Утро богов (Антология) - Шекли Роберт. Страница 17
А как любил я бродить по рядам виноторговцев! Еще совсем малышом научился без ошибки различать амфоры: пухлогорлые хиосские, осанистые коринфские, лесбосские с изящным круглением ручек; амфоры боспорские, синопские, фасосские, гераклейские — я узнавал даже клейма отдельных мастерских.
После всех покупок мы с матерью обязательно заходили в обжорный ряд, где глаза выедал дым бесчисленных жаровен — взять на драхму жареной тресковой печени или баранины, которые казались куда более вкусными, чем дома, с горячей лепешкой, с молодым мутноватым вином…
А вот площадки рабов я по-настоящему боялся. Людей для продажи поставляли в основном варварские князья, наши союзники: это были военнопленные, все, как один, угрюмые, волчьеглазые, часто с полузажившими ранами. Скованные, опутанные веревкой, стоя и сидя под соломенным навесом, они такими взглядами провожали проходящих, что казалось, только развяжи, и вцепятся зубами в горло… Даже странно, как из них потом выходили смирные домашние рабы или труженики эргастериев.
Рынок, с его толчеей и приятными, но грубыми запахами рыбы, кожи, уличной стряпни, обрывается неподалеку от ограды теманоса. Там — порог иного мира, без суеты, шума и корыстных чувств, тихого, светлого и благодатного. Сизой зеленью священных оливковых рощ захлестнуты колонны белого периптера — храма Аполлона Дельфиния. Печальные темные кипарисы, дубы, уличные алтари — все опутано плющом и диким виноградом, но галечные дорожки чистятся ежедневно. Над большими и малыми храмами главенствует вознесенный на ступени, пышный Дом Афродиты Навархиды. (Думал ли я когда-нибудь, что мне доведется через два моря везти ее статую для этого самого храма?) Его карнизы раскрашены синим и алым, изнутри порою доносится стройное пение, а по крыльцу гуляют ручные белые голуби.
За теменосом — самые важные и почитаемые мастерские города, дымные, горячие кузницы. Столбы копоти от сыродутных печей во дворах, оглушительный лязг, шипение закаляемого металла… Тут же лавки, где можно купить и добрый эллинский меч, и панцирь с чеканными рельефами, и хитрый замок для амбара, и женское полированное зеркальце, и набор тонко откованных инструментов для врача…

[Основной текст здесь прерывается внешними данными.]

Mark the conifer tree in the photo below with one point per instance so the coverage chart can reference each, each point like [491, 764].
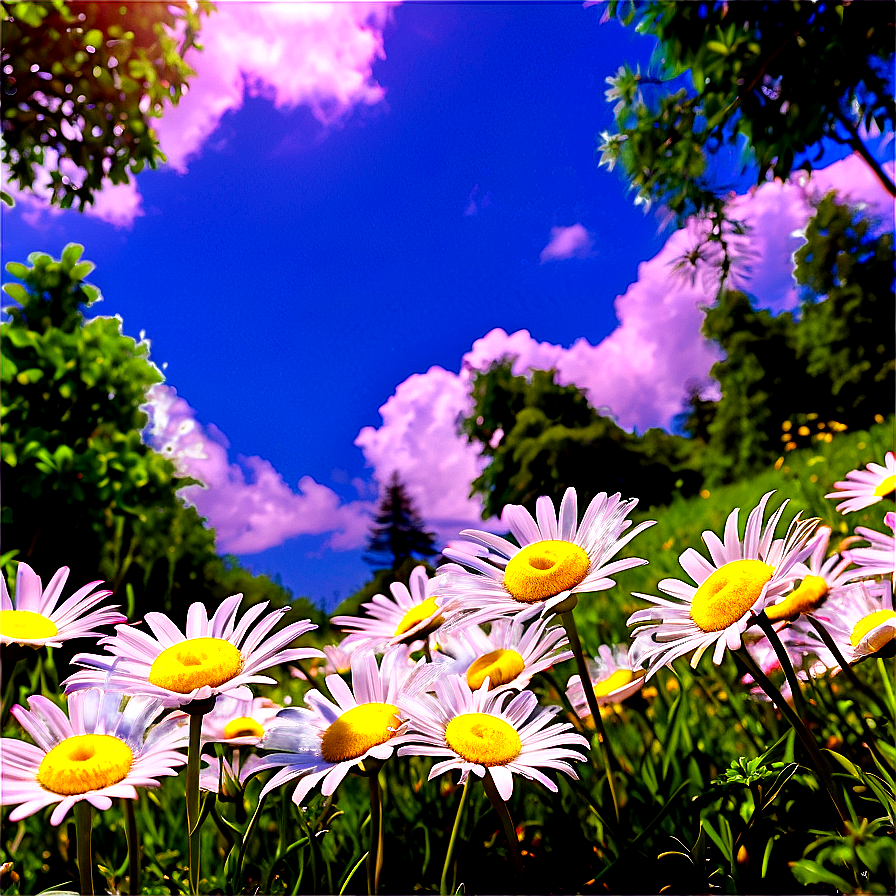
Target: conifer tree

Но ближе, ближе к морю! Все свежее воздух, и, облизнув губы, уже чувствуешь соль. Улицы становятся наклонными, разделяются на террасы. Справа за черепичными крышами — высокая закругленная стена. Здесь, на ровном плато, мысом выступающем из пологих склонов, выстроен наш театр. Туда я тоже попал очень рано, мальчишкой ерзал на скамье, мешал родителям, бесконечно тосковал во время драмы Еврипида даже Беллерофонт, летавший на крылатом коне, не развеселил меня, зато бурно оживился на комедии и хохотал, глядя на огромные кожаные фаллосы актеров, что тут же получил трепку от отца.
Вот она, дышащая прохладой синяя грудь, гармонический шум прибоя! Но прежде, чем очутиться в гавани, надо пройти улицы нижнего города, ремесленные кварталы. Тут уже не увидишь ни портиков, ни двухэтажных строений с садами и дворами, вымощенными разноцветной галькой. Узкие путаные улочки, горячая пыль, глинобитные стены да запах луковой похлебки. Знаю, что за этой оградой — большие винодельни Парфенокла, оттуда всегда тянет кислым запахом сбродивших выжимок. Ребенком я любил подглядывать, как под собственную дикарскую песню — «хей, хей!» — дружно топчутся на давильной площадке рабы с ногами, словно бы окровавленными до колен.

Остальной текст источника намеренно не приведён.